An appropriate Way to display the state of polarization is the representation via the Poincaré sphere.
The center of the Poincaré sphere is located in the origin of a Cartesian coordinate system. The three normalized Stokes Parameter S1, S2 and S3 may be regarded as the Cartesian coordinates of a point P on a sphere of radius S0. The azimuth and ellipticity angles of the polarization ellipse can be mapped uniquely onto spherical angular coordinates with 2X to the latitude and 2(Psi) to the altitude position.
Each point P on the Poincaré sphere describes a defined state of polarization of a plane monochromatic wave of a given constant intensity S0.
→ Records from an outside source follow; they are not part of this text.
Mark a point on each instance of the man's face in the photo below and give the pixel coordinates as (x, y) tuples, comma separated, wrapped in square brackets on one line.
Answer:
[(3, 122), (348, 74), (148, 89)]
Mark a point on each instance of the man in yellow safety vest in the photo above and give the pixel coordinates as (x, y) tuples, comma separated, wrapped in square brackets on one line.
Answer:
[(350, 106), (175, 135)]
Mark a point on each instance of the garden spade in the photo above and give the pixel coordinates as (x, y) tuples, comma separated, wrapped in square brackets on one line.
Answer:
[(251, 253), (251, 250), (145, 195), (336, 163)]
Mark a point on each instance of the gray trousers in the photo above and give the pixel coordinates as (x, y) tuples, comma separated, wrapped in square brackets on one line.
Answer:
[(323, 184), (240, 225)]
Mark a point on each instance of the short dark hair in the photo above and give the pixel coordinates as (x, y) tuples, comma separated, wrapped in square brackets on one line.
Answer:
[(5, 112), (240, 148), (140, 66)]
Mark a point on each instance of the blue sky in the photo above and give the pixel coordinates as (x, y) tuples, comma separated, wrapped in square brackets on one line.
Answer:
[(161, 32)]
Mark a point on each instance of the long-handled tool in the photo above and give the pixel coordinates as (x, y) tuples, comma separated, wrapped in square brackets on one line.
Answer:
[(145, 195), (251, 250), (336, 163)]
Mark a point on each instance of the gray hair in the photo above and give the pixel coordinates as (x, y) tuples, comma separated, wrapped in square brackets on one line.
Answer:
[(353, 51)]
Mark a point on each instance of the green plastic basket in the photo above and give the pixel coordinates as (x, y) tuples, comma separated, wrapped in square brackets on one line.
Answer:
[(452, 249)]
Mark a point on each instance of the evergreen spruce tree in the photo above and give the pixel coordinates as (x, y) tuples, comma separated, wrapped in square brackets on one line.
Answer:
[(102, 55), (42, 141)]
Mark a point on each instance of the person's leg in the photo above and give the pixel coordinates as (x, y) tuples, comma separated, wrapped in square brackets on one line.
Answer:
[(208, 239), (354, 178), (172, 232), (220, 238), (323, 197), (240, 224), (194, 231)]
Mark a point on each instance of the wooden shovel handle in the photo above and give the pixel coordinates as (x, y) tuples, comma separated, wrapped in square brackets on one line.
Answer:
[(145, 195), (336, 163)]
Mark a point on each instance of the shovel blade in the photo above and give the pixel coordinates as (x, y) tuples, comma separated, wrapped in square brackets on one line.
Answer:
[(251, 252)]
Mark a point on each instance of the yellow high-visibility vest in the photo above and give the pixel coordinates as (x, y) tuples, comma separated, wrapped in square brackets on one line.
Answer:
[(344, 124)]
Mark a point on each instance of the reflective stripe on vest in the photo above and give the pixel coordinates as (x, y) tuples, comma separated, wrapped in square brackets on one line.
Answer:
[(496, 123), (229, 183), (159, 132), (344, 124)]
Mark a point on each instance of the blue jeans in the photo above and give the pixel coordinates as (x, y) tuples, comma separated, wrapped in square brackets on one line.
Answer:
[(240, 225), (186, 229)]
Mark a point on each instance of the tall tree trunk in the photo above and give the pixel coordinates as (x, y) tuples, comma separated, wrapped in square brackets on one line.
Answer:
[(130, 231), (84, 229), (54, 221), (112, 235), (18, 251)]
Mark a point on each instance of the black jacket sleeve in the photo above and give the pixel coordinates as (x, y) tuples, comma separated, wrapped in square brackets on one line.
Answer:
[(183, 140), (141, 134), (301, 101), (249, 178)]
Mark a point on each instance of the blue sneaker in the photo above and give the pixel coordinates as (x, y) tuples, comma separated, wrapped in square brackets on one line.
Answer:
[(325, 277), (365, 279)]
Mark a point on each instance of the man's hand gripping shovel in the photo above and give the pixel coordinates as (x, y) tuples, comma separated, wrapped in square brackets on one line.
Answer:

Since X is positive or negative the polarization is right-handed or left-handed. The points lying above the equatorial plane represent right-handed states of polarization and respectively points lying below the equatorial plane represent left-handed states. The equatorial plane itself represents all linear states of polarization. Right-handed circular polarization is represented by the North Pole (S1=S2=0, S3=S0) and left-handed circular polarization by the South Pole (S1=S2=0, S3=-S0).
All other points on the upper (lower) half sphere correspond to elliptical states of polarization with right (left) handed rotation. Poincaré’s representation is very useful in crystal optics for determining the effect of crystalline media on the state of polarization of light traversing it.